No caso de pagamento em ações, o interesse do governo paulista é transformar os papéis em dinheiro o mais rápido possível, a tempo de financiar as obras que possam contar a favor de Serra nas eleições de 2010. Mas todos os envolvidos concordam que a venda de um bloco de ações tão grande (o valor de mercado da Nossa Caixa era na sexta-feira de R$ 4,2 bilhões) seria inviável porque derrubaria os papéis do BB. Por quanto tempo, então, essas ações teriam de ficar bloqueadas (prazo de “lock up”, no jargão do mercado)?
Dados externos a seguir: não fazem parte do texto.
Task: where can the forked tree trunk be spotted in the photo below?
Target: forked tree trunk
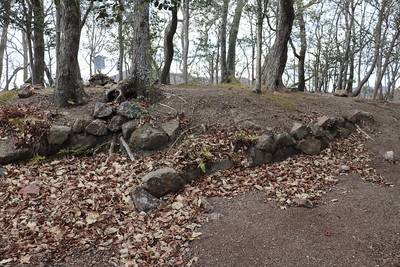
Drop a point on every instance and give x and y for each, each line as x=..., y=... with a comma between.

Se o prazo for prolongado, o governo paulista ficaria sujeito às oscilações do papel, que poderia alterar substancialmente as condições de venda.
A trajetória das ações das duas instituições desde que a proposta de incorporação foi anunciada já é um complicador nessa negociação. O papel ON da Nossa Caixa subiu 46% desde 21 de maio, enquanto o do BB caiu 18,49% (a queda do Ibovespa foi de 22,75% no mesmo período.

A quantidade de complicações tem levado a uma multiplicação de conselheiros da operação. Pelo lado do governo paulista, o Banco Fator fará o laudo de avaliação do banco e o Citi é o responsável pela modelagem de venda e negociações. O banco de investimentos Merrill Lynch foi contratado para assessorar o BB. Mais recentemente, a Nossa Caixa tomou a decisão de contratar assessores independentes daqueles do Estado. O JP Morgan fará um laudo de avaliação para o conselho do banco e o Morgan Stanley prestará assessoria semelhante ao conselho.